Having raced through a variety of distros searching for a pre-secured foundation for a personal OS I would like to equip and customize, Alpine seems to offer a strong contender. Small, highly secured and with some package support.
However, its installation process is problematic for live users (rather than sysadmins) out in the real world: it lacks a desktop environment out of the box, and requires this to be installed with packages at boot time over an internet connection. Or at least, its initial startup appears to suggest this.

While it is possible to establish a wifi connection via terminal, where wifi is all that is available in occasional cases where only a password rather than a login portal is required, as is frequently the case for most commercial hotspots, allowing packages to be installed using this process to produce a fully-fledged live boot distro, it is a process that is terminal heavy and completely net-dependent. Given the small size of the distro, it seems ideal for a live version more applicable to typical users, so I wonder if a version pre-packaged with a desktop might be considered?

Oddly, the Wiki page on package management suggests that:

"Alpine Linux needs to be able to pull packages from local media on boot. (You can't download packages from the net before you have a network connection.) Using remote repositories presents a problem. If the config files have been modified for a newer version of a package, and the older package is on local media, all sorts of fun can result.

The solution is a local cache of updated packages. This cache can be stored on any r/w media, typically the same location as the apkovl.

The cache is enabled by creating a symlink named /etc/apk/cache that points to the cache directory. Note that apk will ignore any cache residing on a tmpfs volume.
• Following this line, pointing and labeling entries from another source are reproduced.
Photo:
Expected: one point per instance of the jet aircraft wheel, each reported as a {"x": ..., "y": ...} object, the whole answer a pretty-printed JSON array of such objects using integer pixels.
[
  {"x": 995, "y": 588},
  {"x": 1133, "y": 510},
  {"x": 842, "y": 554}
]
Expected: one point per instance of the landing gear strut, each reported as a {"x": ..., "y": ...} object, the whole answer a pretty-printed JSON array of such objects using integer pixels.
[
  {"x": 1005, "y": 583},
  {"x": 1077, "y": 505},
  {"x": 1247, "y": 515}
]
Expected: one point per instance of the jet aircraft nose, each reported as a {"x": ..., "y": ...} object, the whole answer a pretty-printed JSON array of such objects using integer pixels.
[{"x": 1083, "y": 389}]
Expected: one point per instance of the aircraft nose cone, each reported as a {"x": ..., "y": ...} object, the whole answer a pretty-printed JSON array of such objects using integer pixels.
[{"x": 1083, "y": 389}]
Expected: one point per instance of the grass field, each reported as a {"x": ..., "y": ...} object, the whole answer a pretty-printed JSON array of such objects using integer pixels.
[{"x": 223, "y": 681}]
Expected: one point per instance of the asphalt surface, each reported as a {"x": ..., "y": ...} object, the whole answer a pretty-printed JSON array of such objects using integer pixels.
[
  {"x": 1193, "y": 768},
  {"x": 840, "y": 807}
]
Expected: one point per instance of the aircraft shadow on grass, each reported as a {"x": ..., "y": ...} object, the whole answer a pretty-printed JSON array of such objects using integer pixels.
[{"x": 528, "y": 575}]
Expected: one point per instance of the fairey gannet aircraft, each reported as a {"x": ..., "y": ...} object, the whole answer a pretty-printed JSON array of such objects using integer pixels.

If you want this for some reason, see section below on tmpfs caches.
To enable local cache run:

setup-apkcache"

As with any distribution of Linux, packages are specific to that distro, begging the question of how one can install Alpine Linux, download and store packages, then have them available to install Alpine Linux at boot without, as the comments above suggest, connecting to the net before you have a network connection.

Second is the issue of package storage. Linux is of course a repository universe, and emphasizes package installation from repositories; but downloading, storing and installing packages from storage at any point in the absence of an internet connection is perfectly feasible with most distributions, some more than others (Debian and Fedora both make this relatively easy). This allows a complete distro to be equipped and configured entirely offline anywhere at any time, as I have found (and is a process that can be scripted too, of course). Alpine suggests the 'fetch' command for 'download only' package management, but gives no indicator of how to specify a directory for download, nor could I see any indication on the wiki page of where packages are stored by default (which varies somewhat in different incarnations of Linux, I have found).

Please not the suggestion, and fill in any details I have missed if you can. Thanks alot.